I have somewhat of a checkered history with Latin programs.
My eldest was the guinea pig (aren't ALL eldest children our homeschool guinea pigs? It's amazing they aren't scarred for life. Or maybe they are!). I'd get a wild hair, based on some homeschool book or article or friend or something, that I should teach my elementary student Latin, and away we'd go.
Oddly enough, it seemed that every time I started a new Latin program, I'd find I was expecting a new baby. Not sure what's up with that, but it really happened! Which then meant I was exhausted, and - well - Latin was the first thing to go in my schedule.
That was BEFORE Latin For Children.
Latin for Children, published by Classical Academic Press, is a three-year course designed for students in the grammar stage - roughly grades 3-6. The course consists of a set of DVDs containing all the instruction, a CD with the Latin chants, a student text, activity book, and an optional History Reader (aka translation practice!).
First, my disclaimer: although I own all three levels of LFC, the nice folks at CAP sent me the updated videos for this review. (And have been MORE than patient as I've put this on the back burner for a very, very long time.)
Second, my other disclaimer: LFC is written for the upper-elementary student, and I do know people who've used it very successfully with those students.

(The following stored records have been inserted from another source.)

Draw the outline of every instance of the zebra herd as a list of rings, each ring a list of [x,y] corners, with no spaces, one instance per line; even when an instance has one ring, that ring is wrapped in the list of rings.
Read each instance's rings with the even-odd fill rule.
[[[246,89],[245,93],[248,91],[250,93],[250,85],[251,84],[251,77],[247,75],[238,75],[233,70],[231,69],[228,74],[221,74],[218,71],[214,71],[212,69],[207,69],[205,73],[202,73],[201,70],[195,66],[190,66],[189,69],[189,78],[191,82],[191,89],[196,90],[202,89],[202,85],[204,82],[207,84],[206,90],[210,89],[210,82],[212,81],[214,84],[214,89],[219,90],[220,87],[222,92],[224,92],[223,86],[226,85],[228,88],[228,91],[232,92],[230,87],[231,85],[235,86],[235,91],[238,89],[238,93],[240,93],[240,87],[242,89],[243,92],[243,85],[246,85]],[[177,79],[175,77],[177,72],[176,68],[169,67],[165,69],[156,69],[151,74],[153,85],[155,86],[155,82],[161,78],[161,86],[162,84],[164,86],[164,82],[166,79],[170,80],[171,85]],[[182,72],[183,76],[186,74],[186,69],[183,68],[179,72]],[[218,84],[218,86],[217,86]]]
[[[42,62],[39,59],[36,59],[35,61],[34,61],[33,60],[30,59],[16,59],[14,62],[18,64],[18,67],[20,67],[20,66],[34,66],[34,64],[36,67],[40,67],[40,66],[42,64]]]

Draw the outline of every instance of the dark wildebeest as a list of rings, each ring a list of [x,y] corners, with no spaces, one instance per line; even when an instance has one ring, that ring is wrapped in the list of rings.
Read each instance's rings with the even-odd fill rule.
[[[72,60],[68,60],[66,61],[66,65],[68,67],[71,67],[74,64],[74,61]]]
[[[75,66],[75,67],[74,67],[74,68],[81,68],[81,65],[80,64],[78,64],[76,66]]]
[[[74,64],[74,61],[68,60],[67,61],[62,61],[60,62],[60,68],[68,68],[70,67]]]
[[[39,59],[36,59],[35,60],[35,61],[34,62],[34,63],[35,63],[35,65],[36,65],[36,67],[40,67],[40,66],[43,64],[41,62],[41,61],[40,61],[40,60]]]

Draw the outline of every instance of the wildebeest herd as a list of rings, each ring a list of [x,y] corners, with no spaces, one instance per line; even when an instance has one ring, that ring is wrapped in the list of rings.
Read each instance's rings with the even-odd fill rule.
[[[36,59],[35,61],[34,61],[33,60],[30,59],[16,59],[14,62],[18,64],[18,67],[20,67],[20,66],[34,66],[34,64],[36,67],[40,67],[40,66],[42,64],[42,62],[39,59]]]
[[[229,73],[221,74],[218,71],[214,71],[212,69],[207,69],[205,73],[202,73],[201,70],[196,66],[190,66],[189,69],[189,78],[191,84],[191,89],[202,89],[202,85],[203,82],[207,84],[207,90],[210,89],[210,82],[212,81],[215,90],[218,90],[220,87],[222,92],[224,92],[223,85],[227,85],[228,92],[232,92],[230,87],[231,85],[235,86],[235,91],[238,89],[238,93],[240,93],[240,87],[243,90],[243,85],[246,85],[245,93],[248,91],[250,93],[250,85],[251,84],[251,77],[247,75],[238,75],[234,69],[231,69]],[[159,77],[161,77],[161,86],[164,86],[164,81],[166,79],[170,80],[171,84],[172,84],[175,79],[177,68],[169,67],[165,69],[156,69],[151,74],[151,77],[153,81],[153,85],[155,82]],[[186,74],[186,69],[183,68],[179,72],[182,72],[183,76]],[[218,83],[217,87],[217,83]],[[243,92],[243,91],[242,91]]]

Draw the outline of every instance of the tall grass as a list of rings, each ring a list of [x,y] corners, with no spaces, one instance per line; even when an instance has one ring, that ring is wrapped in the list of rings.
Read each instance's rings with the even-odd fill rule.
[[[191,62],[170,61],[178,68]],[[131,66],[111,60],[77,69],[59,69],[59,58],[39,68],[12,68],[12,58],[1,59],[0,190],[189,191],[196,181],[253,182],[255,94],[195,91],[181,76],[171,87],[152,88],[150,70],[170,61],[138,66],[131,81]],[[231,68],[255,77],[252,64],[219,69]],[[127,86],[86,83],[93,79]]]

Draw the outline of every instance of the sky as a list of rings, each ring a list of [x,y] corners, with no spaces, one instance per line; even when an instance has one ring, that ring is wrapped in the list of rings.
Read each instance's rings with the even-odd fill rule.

For our family, however, LFC is our middle school Latin course, a precursor to high school foreign language study. As such, I've found that my students - for the most part - have been able to work through the material with only the DVD, and haven't needed as much instruction from ye olde (and getting older!) mother. (Note: CAP does sell a course called Latin Alive, that is geared for the middle or high school student. One of my friends uses it with her son for his high school foreign language requirement - she has been very, very pleased with it.)
For our family, Latin for Children is a great way to study Latin. The pace is not overwhelming, and the DVDs are enjoyable and very clear. I will say, however, that my kids all like the older versions better! They prefer watching the dad (Christopher Perrin, in this case) teaching his own kids, rather than having him directly address them.
The student books provide very clear instruction, with worksheets to practice the new content, derivative practice, memory practice, and a quiz for every chapter. Each book has about 32 chapters, making them a nice length to complete in one academic year. I also can't recommend the History Readers highly enough. The practice in translation is invaluable; one of my children really struggled at first, but the reader was very motivating, and by the end of the book that student was successfully translating - with very good accuracy - on their own.
After three years of teaching LFC to two students, I have a suspicion that - were we ever to have dinner with the Perrin family - we'd all be cracking up. There are several jokes and references that cause me to suspect we have the same sense of (warped) humor!
Which may be why LFC appeals to my wacky bunch. The Activity Books are laced with humorous asides, and the puzzles and games and clues to decode (using Latin, of course!) are high-interest methods of practice. (One of my children would like to make SURE you all know that she has had it with crossword puzzles, however!) My girls also love HeadventureLand - the free (did I mention, free??) online practice resource.
Two notes for teachers: first, there is a lot - a LOT - of vocabulary to learn. I've been a little neglectful in vocab review (and I can't even blame pregnancy), and boy does it show about half-way through the book. So do yourself - and your child - a favor, and review, review, REVIEW. Second, CAP does not provide a set of "lesson plans" per se for LFC. There is a suggested teaching order, which works just fine for us, but you may need to tweak a bit in order to find a rhythm that works well for your family.
Latin for Children has been a super resource for the three years of Latin study my children take in middle school. My oldest son finished all 3 levels; middle daughter is finished with Level A, and next daughter is begging (begging, I tell you!) to start LFC in 5th grade rather than 6th. We'll see.
If you're looking for an engaging, thorough, easy-to-use Latin program - that will have your kids smiling and laughing their way through vocabulary and declensions (and not through gritted teeth, mind you) - Latin for Children is worth a serious look.